The key changes introduced by the new Act are as follows:

  • Bankruptcy term: The standard bankruptcy term is now 1 year rather than 3 years.
  • Bankruptcy Payment Order: The standard duration of a Bankruptcy Payment Order (a Court order requiring a bankrupt to make payments for the benefit of his creditors from any surplus income or assets (after deduction of reasonable living expenses)) is now 3 years rather than 5 years.
  • Bankrupt’s home: A bankrupt’s ownership in his home will (in general) transfer back to him after 3 years unless:
    • the Official Assignee applies to Court for an order for sale; or
    • the Official Assignee and the bankrupt agree otherwise; or
    • the Court orders that the home should not re-vest in the bankrupt or orders that the 3 year period be extended.


  • Onerous property: The Official Assignee’s power to disclaim onerous property has been extended. Previously, it was regarded as only covering leases. Now, it covers all property and is capable of being exercised (with leave of the Court) at any time, rather than within 12 months of the adjudication or such extended time as the Court may agree.
  • Term extensions in certain cases:
    • Bankruptcy:
      • 8 years: The High Court continues to have the power to extend the bankruptcy term to 8 years where it is satisfied that a bankrupt has failed to cooperate with the Official Assignee in the realisation of his assets, or has hidden income or assets that could be realised for the benefit of his creditors from the Official Assignee (or failed to disclose their existence to the Official Assignee).
      • 15 years: The High Court has been given the power to extend the bankruptcy term to 15 years where it views the bankrupt’s failure to cooperate, or his hiding or failure to disclose assets, as particularly serious.
  • Bankruptcy Payment Order: While the standard duration of a Bankruptcy Payment Order has been reduced to 3 years, if the Court extends the term of a bankruptcy, it can also extend the term of a related Bankruptcy Payment Order to 5 years.
  • Books and records: The Act amends the existing Bankruptcy Act 1988 to confirm that both electronic and paper records are subject to the powers of both the Court and the Official Assignee to demand accounts and records for the purposes of investigating the a bankrupt’s affairs.
  • Procedural changes: The new Act abolishes the requirement for a statutory sitting of the High Court in all bankruptcy cases. These provisions have not yet been commenced (as they require changes to Court rules) but the commencement order is expected shortly.

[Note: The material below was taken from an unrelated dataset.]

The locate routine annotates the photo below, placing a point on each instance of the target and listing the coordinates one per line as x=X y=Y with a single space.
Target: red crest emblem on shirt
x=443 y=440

Those declared bankrupt before 29 January 2016 will:

  • if already scheduled to exit bankruptcy by 29 July 2016, exit bankruptcy on schedule; and
  • if scheduled to exit bankruptcy after 29 July 2016, exit bankruptcy on the later of 29 July 2016 and the one year anniversary of the date they were adjudicated bankrupt.

There are similar transitional provisions in respect of Bankruptcy Payment Orders.


In related developments:

  • the Court review process outlined in our August 2015 Briefing came into force in November 2015, giving the Courts the ability to overturn a secured creditor’s decision to reject a borrower’s proposal for a Personal Insolvency Arrangement under the Personal Insolvency Act 2012; and
  • the Quarter 4 Statistical Report for 2015 published by the Insolvency Service of Ireland in January 2016 confirmed that, during 2015, almost 1,700 permanent debt solutions had been agreed (including 479 bankruptcies, and 641 Personal Insolvency Arrangements).

The changes introduced by the Act further modernise the Irish bankruptcy regime, aligning the bankruptcy term to the 1 year terms available in other jurisdictions which should serve to reduce instances of ‘bankruptcy tourism’. They should also encourage more debt settlements outside of formal proceedings, as the borrower’s threat of bankruptcy is now more real and should be taken seriously by the banks. Hopefully this will lead to a swifter resolution of the large number of arrears cases still sitting on the balance sheets of Irish banks.